EX-10.1 3 d858481dex101.htm EX-10.1 EX-10.1

Exhibit 10.1

Severance Program1

 

   

Severance Trigger

 

   

Management (i.e., Directors, Managers, VPs and above): Termination of employment by the employer without “cause”2 or termination of employment by the employee for “good reason”3

 

   

Non-Management: Termination of employment by the employer without “cause”

 

   

Severance Benefit4

 

   

Management:

 

   

Lump-sum cash payment: Annual base salary plus annual COBRA insurance premiums (supplemented at the current employer only participation rates) prorated for a number of weeks as set forth below:

 

   

If employed for less than 1 year:

 

   

VPs and above: 4 weeks

 

   

Directors: 3 weeks

 

   

Manager: 2 weeks

 

   

If employed for 1 year or more5:

 

   

VPs and above: 2 weeks per year of employment; minimum of 8 weeks; maximum of 26 weeks

 

   

Directors: 2 weeks per year of employment; minimum of 6 weeks; maximum of 26 weeks

 

1 

Severance payments and benefits are contingent on execution and non-revocation of a general release of claims in favor of the employer and its affiliates.
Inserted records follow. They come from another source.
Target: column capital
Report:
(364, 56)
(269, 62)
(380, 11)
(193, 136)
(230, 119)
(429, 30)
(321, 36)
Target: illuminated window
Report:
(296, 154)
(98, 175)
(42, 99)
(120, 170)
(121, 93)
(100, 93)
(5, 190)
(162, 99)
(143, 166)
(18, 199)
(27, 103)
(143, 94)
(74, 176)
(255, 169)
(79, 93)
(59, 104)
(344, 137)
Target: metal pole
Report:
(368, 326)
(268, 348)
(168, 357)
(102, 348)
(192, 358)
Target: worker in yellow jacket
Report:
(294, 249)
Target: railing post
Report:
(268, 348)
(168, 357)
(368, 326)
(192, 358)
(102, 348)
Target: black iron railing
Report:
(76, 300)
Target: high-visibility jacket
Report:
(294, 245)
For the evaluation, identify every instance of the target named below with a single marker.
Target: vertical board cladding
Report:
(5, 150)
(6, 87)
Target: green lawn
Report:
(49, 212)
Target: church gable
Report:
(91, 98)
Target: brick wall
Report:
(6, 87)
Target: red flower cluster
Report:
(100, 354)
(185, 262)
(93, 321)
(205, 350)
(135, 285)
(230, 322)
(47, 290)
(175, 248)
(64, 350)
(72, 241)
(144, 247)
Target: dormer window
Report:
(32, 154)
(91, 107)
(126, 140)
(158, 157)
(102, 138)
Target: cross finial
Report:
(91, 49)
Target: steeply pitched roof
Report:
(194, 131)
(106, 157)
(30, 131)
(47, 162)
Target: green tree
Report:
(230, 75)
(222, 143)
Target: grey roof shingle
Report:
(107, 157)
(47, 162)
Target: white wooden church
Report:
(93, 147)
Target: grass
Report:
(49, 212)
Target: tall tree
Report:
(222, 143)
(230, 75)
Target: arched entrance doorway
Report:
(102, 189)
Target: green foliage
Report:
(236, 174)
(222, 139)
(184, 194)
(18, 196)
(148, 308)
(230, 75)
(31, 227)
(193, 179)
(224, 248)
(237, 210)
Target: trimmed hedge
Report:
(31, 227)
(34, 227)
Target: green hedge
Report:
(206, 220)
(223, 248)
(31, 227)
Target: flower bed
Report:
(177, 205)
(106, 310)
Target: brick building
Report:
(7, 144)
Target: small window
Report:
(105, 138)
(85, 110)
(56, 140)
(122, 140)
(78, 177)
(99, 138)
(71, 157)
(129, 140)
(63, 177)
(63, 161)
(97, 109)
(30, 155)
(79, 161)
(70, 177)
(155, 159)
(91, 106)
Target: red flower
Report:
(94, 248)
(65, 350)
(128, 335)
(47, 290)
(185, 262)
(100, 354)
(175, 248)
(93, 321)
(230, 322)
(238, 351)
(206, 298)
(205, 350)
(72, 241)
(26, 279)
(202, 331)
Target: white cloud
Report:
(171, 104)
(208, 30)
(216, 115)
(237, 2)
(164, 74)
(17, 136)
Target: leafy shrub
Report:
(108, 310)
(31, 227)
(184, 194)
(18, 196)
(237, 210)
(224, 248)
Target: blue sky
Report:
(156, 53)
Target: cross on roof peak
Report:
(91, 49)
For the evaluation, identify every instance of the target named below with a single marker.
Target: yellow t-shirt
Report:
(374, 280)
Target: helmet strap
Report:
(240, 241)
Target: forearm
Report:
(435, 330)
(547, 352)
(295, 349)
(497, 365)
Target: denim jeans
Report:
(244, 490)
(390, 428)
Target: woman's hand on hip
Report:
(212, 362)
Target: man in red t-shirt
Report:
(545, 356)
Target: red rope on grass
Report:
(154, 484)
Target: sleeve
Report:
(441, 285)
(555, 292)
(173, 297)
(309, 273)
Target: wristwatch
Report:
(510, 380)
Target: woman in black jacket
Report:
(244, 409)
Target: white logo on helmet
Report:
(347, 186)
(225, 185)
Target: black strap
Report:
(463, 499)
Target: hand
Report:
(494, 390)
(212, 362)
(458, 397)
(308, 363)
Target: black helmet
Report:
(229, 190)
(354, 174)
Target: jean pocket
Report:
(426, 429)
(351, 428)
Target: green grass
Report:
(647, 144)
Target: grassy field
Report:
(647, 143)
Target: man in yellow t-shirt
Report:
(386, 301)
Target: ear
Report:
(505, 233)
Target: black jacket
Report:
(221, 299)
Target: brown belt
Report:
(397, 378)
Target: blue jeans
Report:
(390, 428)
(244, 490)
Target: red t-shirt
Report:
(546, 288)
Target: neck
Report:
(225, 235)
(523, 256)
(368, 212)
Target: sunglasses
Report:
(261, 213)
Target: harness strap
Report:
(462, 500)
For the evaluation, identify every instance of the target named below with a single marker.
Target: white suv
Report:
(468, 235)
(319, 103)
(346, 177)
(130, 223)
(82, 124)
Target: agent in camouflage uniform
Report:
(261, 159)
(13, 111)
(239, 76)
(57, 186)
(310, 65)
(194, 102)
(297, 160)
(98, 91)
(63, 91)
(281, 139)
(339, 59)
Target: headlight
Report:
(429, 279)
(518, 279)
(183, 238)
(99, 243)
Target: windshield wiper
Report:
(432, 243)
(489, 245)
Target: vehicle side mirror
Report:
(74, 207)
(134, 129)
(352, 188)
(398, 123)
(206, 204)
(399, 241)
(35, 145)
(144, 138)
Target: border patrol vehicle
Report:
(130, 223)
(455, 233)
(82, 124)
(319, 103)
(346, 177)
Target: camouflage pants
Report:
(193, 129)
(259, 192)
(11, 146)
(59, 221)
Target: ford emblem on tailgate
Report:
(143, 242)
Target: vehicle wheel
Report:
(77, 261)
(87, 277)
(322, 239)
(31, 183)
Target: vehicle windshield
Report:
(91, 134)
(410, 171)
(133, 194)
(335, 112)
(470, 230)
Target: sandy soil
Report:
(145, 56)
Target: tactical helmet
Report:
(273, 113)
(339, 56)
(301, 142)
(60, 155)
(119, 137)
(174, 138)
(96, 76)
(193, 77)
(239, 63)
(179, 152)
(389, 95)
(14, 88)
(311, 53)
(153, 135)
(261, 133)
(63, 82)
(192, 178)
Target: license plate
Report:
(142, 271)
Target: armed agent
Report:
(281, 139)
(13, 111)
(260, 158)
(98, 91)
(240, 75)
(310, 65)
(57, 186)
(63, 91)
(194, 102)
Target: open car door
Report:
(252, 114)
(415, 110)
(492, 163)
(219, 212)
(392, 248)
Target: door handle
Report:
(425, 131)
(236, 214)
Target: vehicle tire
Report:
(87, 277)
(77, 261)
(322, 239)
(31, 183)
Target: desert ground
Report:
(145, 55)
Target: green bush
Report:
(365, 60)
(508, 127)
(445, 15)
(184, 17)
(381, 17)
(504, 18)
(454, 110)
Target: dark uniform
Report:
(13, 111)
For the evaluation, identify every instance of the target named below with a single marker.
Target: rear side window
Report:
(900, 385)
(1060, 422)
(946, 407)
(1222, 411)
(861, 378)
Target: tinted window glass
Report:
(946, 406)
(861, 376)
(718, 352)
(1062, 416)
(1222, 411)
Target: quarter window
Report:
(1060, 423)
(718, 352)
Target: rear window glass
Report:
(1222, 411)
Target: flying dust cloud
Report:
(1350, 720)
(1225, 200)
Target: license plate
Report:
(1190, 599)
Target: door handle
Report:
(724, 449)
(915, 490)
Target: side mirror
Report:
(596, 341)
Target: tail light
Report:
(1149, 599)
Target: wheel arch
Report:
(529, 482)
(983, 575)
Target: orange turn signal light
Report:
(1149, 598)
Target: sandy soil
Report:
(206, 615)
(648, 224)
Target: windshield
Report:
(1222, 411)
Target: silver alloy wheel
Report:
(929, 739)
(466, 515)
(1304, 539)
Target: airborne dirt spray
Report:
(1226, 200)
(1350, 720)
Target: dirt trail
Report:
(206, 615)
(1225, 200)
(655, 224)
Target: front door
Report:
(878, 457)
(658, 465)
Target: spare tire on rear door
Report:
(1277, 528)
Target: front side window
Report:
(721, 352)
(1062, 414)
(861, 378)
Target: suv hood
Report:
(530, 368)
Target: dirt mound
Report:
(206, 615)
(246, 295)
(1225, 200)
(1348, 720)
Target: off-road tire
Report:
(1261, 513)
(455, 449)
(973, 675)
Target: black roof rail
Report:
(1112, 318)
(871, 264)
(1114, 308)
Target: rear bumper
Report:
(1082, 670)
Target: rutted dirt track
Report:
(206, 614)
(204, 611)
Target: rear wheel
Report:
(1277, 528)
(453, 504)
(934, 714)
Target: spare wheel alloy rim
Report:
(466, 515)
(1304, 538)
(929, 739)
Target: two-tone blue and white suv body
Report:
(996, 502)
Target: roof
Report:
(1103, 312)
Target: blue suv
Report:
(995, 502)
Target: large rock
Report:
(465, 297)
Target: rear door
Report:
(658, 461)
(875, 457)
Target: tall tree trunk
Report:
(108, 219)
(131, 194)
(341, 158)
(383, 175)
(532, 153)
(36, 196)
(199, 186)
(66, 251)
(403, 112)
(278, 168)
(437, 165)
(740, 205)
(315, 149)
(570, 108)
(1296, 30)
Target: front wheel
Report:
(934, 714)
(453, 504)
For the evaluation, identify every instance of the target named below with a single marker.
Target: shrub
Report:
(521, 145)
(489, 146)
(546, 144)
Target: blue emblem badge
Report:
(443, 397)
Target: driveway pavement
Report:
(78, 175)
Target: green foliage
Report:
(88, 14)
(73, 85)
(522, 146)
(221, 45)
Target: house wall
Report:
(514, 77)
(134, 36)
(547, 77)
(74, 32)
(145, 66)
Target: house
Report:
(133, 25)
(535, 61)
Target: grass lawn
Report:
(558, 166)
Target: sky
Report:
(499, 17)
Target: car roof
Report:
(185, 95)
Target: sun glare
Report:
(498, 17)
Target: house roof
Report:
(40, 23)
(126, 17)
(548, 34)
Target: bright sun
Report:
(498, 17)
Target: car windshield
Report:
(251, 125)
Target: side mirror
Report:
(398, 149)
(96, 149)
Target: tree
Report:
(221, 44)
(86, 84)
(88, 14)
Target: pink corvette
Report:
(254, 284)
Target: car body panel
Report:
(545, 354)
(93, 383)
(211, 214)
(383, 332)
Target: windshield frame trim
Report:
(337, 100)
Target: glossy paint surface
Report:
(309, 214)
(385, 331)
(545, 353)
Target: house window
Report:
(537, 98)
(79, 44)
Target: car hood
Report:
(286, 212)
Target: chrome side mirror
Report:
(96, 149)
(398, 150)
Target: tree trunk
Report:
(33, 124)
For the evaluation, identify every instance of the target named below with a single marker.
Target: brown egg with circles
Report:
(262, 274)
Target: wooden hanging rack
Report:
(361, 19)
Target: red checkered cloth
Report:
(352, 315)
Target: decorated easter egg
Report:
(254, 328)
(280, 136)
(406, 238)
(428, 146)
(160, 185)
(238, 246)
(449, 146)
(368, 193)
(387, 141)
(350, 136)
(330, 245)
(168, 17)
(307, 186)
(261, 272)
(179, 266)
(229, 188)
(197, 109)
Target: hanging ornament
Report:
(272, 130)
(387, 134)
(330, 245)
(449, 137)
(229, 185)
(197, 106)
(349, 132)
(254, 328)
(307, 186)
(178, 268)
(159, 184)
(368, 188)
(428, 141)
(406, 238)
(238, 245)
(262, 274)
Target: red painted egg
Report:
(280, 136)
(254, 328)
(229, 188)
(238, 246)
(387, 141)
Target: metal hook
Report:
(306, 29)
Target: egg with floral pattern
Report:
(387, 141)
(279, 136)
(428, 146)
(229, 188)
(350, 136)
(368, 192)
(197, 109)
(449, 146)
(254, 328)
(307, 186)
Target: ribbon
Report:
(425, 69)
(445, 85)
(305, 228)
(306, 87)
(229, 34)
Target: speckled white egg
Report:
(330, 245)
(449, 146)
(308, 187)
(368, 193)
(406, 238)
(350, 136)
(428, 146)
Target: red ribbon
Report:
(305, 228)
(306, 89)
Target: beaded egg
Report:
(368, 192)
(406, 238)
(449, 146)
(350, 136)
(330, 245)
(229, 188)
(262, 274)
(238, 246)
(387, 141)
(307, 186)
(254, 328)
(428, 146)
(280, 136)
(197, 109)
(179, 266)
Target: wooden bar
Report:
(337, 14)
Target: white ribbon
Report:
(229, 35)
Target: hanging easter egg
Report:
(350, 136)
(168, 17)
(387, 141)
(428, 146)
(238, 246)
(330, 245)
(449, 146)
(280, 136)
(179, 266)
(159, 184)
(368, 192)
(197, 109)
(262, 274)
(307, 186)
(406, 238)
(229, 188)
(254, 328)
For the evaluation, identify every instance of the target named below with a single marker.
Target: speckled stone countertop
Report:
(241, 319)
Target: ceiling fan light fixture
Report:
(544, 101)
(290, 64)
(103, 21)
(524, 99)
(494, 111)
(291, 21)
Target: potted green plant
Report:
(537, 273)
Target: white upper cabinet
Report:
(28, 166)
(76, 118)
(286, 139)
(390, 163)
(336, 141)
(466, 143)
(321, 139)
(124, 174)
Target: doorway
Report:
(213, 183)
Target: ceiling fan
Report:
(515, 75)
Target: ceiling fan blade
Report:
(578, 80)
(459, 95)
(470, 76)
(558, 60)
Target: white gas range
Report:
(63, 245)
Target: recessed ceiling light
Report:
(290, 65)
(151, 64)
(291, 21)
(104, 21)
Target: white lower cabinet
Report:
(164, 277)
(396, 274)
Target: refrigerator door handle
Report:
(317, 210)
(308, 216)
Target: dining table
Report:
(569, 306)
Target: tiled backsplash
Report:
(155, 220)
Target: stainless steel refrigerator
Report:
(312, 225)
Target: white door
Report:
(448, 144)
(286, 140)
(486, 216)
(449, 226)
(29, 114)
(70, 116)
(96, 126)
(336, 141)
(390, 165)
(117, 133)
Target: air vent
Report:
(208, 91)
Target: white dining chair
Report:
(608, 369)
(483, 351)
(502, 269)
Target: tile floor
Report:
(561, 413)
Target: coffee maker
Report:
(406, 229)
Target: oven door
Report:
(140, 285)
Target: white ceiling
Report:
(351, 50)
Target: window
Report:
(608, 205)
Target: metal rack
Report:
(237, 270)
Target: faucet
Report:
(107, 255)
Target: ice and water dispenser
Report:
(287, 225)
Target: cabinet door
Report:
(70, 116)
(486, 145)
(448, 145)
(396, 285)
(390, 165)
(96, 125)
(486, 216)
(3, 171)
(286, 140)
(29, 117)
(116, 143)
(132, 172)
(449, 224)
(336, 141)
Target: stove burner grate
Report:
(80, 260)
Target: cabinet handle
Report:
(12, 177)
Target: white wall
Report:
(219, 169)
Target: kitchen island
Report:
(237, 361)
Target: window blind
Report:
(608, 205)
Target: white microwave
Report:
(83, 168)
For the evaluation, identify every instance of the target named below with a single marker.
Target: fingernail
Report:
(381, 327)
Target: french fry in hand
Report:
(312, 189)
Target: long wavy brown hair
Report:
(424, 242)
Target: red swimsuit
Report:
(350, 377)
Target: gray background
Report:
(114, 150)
For employees subject to foreign law, the severance benefit will at least equal the minimum required under applicable law.

2 

“Cause” means (i) performance of any act or failure to perform any act in bad faith and to the material detriment of the employer or its affiliates; (ii) dishonesty, intentional misconduct or material breach of any material agreement with the employer or its affiliates; or (iii) conviction of a crime involving dishonesty, breach of trust, or physical or emotional harm to any person.

3 

“Good Reason” means (i) a material diminution in the employee’s authority, responsibilities or duties; (ii) a material reduction in the employee’s base salary; or (iii) requiring the employee to be based at any place outside a 50-mile radius from the employee’s job location or residence, except for reasonably required travel on business.

4 

In addition to accrued compensation.

5 

Rounded to the nearest whole year.

 

1


   

Managers: 2 weeks per year of employment; minimum of 4 weeks; maximum of 26 weeks

 

   

David Hass and Michael Cauthen: the lump-sum cash payment will be: 1 times the sum of (i) annual base salary, plus (ii) pro-rated annual bonus at target for year of termination, plus (iii) annual COBRA insurance premiums (at the current rate paid by the employer).

 

   

Equity award acceleration: Vesting acceleration of 100 percent of unvested equity awards that rollover in the proposed transaction; vesting per buyer equity plan agreements for new buyer awards

 

   

Outplacement:

 

   

For Managers, employer paid outplacement services for a period of 3 months utilizing Lee Hecht Harrison outplacement services

 

   

For Directors, employer paid outplacement services for a period of 6 months utilizing Lee Hecht Harrison outplacement services

 

   

For VPs and above, employer paid full executive level outplacement services for a period of 12 months utilizing Lee Hecht Harrison outplacement services

 

   

Non-Management:

 

   

Lump-sum cash payment: 2 weeks of base salary for each year of employment subject to the following:

 

   

If employed for less than 1 year: 2 weeks

 

   

If employed for 1 year or more: minimum of 4 weeks (in the aggregate, not per year of employment) and maximum of 26 weeks

 

   

Outplacement: Employer paid outplacement services for a period of 3 months utilizing Lee Hecht Harrison outplacement services or a comparable provider.